In other words, Dear Reader: read this blog at your peril (for some of you, that means, “I’d turn back if were you”).
For the less faint of heart, why start now? ‘Cause it seems like everyone is blogging? That by itself would seem reason enough not to. No, it is out of frustration: there is so much crap impacting the air waves (ok: internet) that goes unanswered – or worse, triggers a response so ludicrous as to be pathetic – I just couldn’t sit on my keyboard and not join the fray.
There are a few of you (important to me, but statistically insignificant to the rest of the world – sorry) that I have tormented with my writings for years, and you will see some of the old stuff; I beg your forbearance – there is much more new to come. The “old stuff” for the blithely uninitiated is mostly travelogues, the new stuff is mostly fiction, and scattered throughout will be my comments on current events (or, events that would have been non-events if not for “electronic media” – which begs the question of whether or not “media” can be virtual).

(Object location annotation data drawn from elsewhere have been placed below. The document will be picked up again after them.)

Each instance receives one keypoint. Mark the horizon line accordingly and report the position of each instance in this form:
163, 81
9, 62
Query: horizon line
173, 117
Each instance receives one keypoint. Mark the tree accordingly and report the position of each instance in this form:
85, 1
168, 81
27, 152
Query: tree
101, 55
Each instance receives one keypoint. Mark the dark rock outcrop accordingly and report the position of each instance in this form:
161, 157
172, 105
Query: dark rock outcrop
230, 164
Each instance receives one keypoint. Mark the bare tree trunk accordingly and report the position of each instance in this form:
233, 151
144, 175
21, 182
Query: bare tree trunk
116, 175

The blame for writing about my travels can be firmly placed on the shoulders of Mark Twain and his “Innocents Abroad.” The travels themselves were all paid for by somebody else (which is the only way to go); but it means somebody else was throwing the darts at the map of the world, not me. Keeping a diary was often the only way I had to cope with the “adventure”; inflicting my views on others came later. For the more mathematically inclined, I have spent a significant amount of time in 24 countries (I don’t count airport layovers as actually being in-country; the shortest stay something around a week; the longest, 44 months). I do not count the land of my birth as a foreign country, although in a few years, I might be able to.